Son las nueve de la noche en un parque de Madrid y la música se acalla, algunos grupos, por obvias razones, se dispersan. Hay miedo en muchas, en otras indiferencia, en otras molestia y en unas pocas, la responsabilidad de, siendo conscientes de su privilegio euroblanco, utilizarlo para proteger a sus compas. Esto era poner el cuerpo, de esto es de lo que hablamos una y otra vez en los movimientos sociales antirracistas: darle la posibilidad a las compañeras más vulnerables de poder salir indemnes; sin multas, sin identificaciones, sin el terror de no poder enseñar unos papeles que no se tienen.
Son las nueve y diez de la noche y han llegado ya seis coches de policía, unos doce agentes aproximadamente y solo hay dos personas intentando mediar con ellos, dos personas blancas, dos lesbianas butch, las demás permanecen en la comodidad de sus mantas en el césped. No me atrevería a decir cuántas personas blancas podrían haberse acercado a los agentes para hacer el mismo papel de mediadoras, como mínimo unas 10, pero solo son dos. Esas dos, seguramente lo hagan por sus compañeras racializadas, seguramente por gente cercana, de su red: parejas, amigas, familia, sin embargo, no dejo de pensar que la frase “me cuidan mis amigas” se ha tomado tan al pie de la letra que ha vaciado de contenido político a acciones como poner el cuerpo.
Porque no solo deberían cuidarme mis amigas, sino todas las que compartimos la vida en los márgenes, todas las invertidas, todas las que, nos guste o no, en según qué momentos y contextos, somos presa de la represión y la violencia policial.
Cuidarnos entre todas no puede ser solo una frase bonita para parecer cada cual más activista. Porque sí, las compañeras euroblancas pueden hacer uso de sus privilegios, de sus papeles y de su color de piel, pero ¿a ellas quién las cuida? ¿Qué hacen el resto de cuerpos blancos mirando cómo dos lesbianas butch, cuerpos de por sí también vulnerables, se enfrentan solas a la policía?
Tal parece que en el último tiempo “poner el cuerpo” se ha convertido en un slogan manido y sobreutilizado por muchas “activistas” para limpiarse de las culpas que les producen sus privilegios. Privilegios de los que conscientes o no, siguen haciendo uso exclusivamente para beneficio propio y así reproduciendo las opresiones y la dominación. Siento decir, compañeras, que si no vamos a una, aquí no se cuida nadie más que una misma y así la violencia que empezó mucho antes de ayer y que no va a terminar mañana, será cada vez más difícil de parar. Tanto la violencia policial, como la que ejerce cualquiera que se sienta con el derecho o bien de gritarnos, “sudaka, vuélvete a tu país” o, matarnos al grito de “maricón de mierda”.
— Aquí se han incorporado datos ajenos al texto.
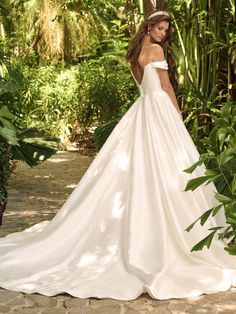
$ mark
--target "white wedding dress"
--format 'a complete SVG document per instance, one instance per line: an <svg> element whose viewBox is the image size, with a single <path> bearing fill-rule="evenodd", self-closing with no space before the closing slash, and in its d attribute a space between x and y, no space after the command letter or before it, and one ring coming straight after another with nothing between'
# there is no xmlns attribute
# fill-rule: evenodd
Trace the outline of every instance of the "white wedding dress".
<svg viewBox="0 0 236 314"><path fill-rule="evenodd" d="M217 204L216 190L183 191L204 167L183 172L199 153L156 68L167 69L166 61L145 66L140 97L52 221L0 239L1 287L130 300L144 292L185 298L236 284L236 257L221 241L190 252L215 220L184 229Z"/></svg>

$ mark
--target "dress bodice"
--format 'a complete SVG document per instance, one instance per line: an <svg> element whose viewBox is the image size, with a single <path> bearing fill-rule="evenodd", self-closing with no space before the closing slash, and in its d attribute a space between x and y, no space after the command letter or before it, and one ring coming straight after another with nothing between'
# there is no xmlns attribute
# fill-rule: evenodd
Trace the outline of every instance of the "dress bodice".
<svg viewBox="0 0 236 314"><path fill-rule="evenodd" d="M156 68L168 70L168 64L166 60L153 61L145 65L143 70L142 82L140 84L134 78L141 95L163 91L160 77L158 72L156 71Z"/></svg>

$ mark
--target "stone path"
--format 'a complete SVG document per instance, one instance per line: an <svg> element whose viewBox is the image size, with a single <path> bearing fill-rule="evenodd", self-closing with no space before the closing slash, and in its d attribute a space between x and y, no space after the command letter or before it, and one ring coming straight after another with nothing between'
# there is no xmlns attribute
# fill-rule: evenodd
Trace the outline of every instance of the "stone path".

Son las nueve y veinte de la noche en un parque madrileño, la policía se ha ido y solo siento el impulso irrefrenable de abrazar a la compañera que, pensando en la seguridad de las suyas ha puesto literalmente el cuerpo y los papeles para que yo, cuerpo racializado, migrante, disidente, pueda disfrutar de una tarde de calma, acuerpamiento y gozo. Ese es el abrazo que a muchas nos hace falta, la representación gráfica y corporal de un compromiso ético y político que se lleva hasta las últimas consecuencias.